[PATCH V3] arm64: optimized copy_to_user and copy_from_user assembly code

Thu Apr 30 03:57:09 PDT 2015

On Tue, Apr 28, 2015 at 05:38:52PM -0700, Feng Kan wrote:
> Using the glibc cortex string work work authored by Linaro as base to
> create new copy to/from user kernel routine.
> 
> Iperf performance increase:
> 		-l (size)		1 core result
> Optimized 	64B			44-51Mb/s
> 		1500B			4.9Gb/s
> 		30000B			16.2Gb/s
> Original	64B			34-50.7Mb/s
> 		1500B			4.7Gb/s
> 		30000B			14.5Gb/s

There is indeed some performance improvement, especially for large
buffers, so I'm fine in principle with changing these functions.
However, I have some comments below.

>  arch/arm64/lib/copy_from_user.S |  92 +++++++++++------
>  arch/arm64/lib/copy_template.S  | 213 ++++++++++++++++++++++++++++++++++++++++
>  arch/arm64/lib/copy_to_user.S   |  56 ++++++-----

We should try to share copy_template.S with the memcpy routine as well.
They are basically the same, just the labels for user access differ.
More about this below.

We also have copy_in_user which is very similar.

> --- a/arch/arm64/lib/copy_from_user.S
> +++ b/arch/arm64/lib/copy_from_user.S
> @@ -15,7 +15,6 @@
>   */
>  
>  #include <linux/linkage.h>
> -#include <asm/assembler.h>
>  
>  /*
>   * Copy from user space to a kernel buffer (alignment handled by the hardware)
[...]
> +9:
> +	/*
> +	 * count is accurate
> +	 * dst is accurate
> +	 */
> +	mov	x0, count
> +	sub	dst, dst, tmp1
> +	b	.Lfinalize
> +
> +10:
> +	/*
> +	 * count is in the last 15 bytes
> +	 * dst is somewhere in there
> +	 */
> +	mov	x0, count
> +	sub	dst, limit, count
> +	b	.Lfinalize

I'm confused by these labels and what they try to do.
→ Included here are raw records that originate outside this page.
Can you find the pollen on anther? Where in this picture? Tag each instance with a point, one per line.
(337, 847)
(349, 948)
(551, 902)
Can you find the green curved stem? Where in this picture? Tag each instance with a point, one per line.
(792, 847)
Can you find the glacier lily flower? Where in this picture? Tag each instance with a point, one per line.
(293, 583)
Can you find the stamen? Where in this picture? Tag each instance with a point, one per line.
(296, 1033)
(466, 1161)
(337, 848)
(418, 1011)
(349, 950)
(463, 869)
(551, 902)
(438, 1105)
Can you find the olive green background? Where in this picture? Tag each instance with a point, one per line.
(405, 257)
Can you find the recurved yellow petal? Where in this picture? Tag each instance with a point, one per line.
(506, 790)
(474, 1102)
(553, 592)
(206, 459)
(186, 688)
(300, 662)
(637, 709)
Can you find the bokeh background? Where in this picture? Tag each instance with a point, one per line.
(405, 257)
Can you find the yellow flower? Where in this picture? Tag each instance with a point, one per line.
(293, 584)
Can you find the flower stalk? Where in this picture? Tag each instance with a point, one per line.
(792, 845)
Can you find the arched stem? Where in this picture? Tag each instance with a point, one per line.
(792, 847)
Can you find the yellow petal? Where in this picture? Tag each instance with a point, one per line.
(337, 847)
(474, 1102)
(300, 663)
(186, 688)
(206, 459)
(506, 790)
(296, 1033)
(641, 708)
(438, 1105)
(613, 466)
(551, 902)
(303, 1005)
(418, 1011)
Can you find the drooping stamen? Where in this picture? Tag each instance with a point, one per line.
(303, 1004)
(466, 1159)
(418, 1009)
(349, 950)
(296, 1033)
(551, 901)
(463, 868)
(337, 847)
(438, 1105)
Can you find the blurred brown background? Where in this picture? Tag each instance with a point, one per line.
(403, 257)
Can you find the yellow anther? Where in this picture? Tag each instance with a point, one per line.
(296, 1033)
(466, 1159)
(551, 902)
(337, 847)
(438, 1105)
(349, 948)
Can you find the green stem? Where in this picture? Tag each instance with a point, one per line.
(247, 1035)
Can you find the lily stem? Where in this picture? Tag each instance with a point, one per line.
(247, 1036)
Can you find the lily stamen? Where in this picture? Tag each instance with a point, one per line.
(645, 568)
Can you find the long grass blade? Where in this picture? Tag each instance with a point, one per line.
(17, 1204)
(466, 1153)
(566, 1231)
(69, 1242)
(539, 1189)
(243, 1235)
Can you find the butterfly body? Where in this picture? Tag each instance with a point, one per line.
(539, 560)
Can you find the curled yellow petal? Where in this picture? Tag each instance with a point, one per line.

In the copy
template, usually 'count' is decremented before a set of post-indexed
load/store instructions are issued. I don't think 'count' is relevant
here for how many bytes have been copied. For example, copy_from_user()
can only fault on a load instruction. When you handle such exception,
you want to zero from the current dst (the store wasn't issued since the
load failed) to the end of the buffer (your limit).

> --- /dev/null
> +++ b/arch/arm64/lib/copy_template.S
> @@ -0,0 +1,213 @@
[...]
> +#include <asm/assembler.h>
> +#include <asm/cache.h>
> +
> +dstin	.req x0
> +src	.req x1
> +count	.req x2
> +tmp1	.req x3
> +tmp1w	.req w3
> +tmp2	.req x4
> +tmp2w	.req w4
> +limit	.req x5
> +dst	.req x6
> +
> +A_l	.req x7
> +A_h	.req x8
> +B_l	.req x9
> +B_h	.req x10
> +C_l	.req x11
> +C_h	.req x12
> +D_l	.req x13
> +D_h	.req x14
> +
> +	mov	dst, dstin
> +	add	limit, dst, count
> +	cmp	count, #16
> +	b.lo	.Ltail15
> +
> +	/*
> +	 * We don't much care about the alignment of DST, but we want SRC
> +	 * to be 128-bit (16 byte) aligned so that we don't cross cache line
> +	 * boundaries on both loads and stores.
> +	 */
> +	ands	tmp2, src, #15
> +	b.eq	.LSrcAligned
> +	sub	count, count, tmp2
> +
> +	tbz	tmp2, #0, 1f
> +	USER(11f, ldrb	tmp1w, [src], #1)
> +	USER(11f, strb	tmp1w, [dst], #1)

That's wrong. Depending own whether you want copy_from_user,
copy_to_user or copy_in_user, you have the USER annotation for load,
store or both respectively. It may be easier if we use asm macros
similar to the arm32 copy_template.S. Or maybe some macros like TMPL_LD,
TMPL_ST which may be defined to USER or just expanding the argument
based on the function they are called from (and we can easily share the
template with memcpy and copy_in_user).

> --- a/arch/arm64/lib/copy_to_user.S
> +++ b/arch/arm64/lib/copy_to_user.S
[...]
> +	.align    2
> +9:
> +10:
> +	/*
> +	 * count is accurate
> +	 */
> +	mov	x0, count
> +	b	.Lfinalize
> +11:
> +	/*
> +	 * count is over accounted by tmp2
> +	 */
> +	add	x0, count, tmp2
> +	b	.Lfinalize
> +12:
> +14:
> +	/*
> +	 * (count + 64) bytes remain
> +	 * dst is accurate
> +	 */
> +	adds	x0, count, #64
> +	b	.Lfinalize
> +13:
> +	/*
> +	 * (count + 128) bytes remain
> +	 */
> +	add	x0, count, #128
> +.Lfinalize:
>  	ret
>  	.previous

Can we no just use something like (limit - dst) here and avoid checks
for whether 'count' was accurate or not?

-- 
Catalin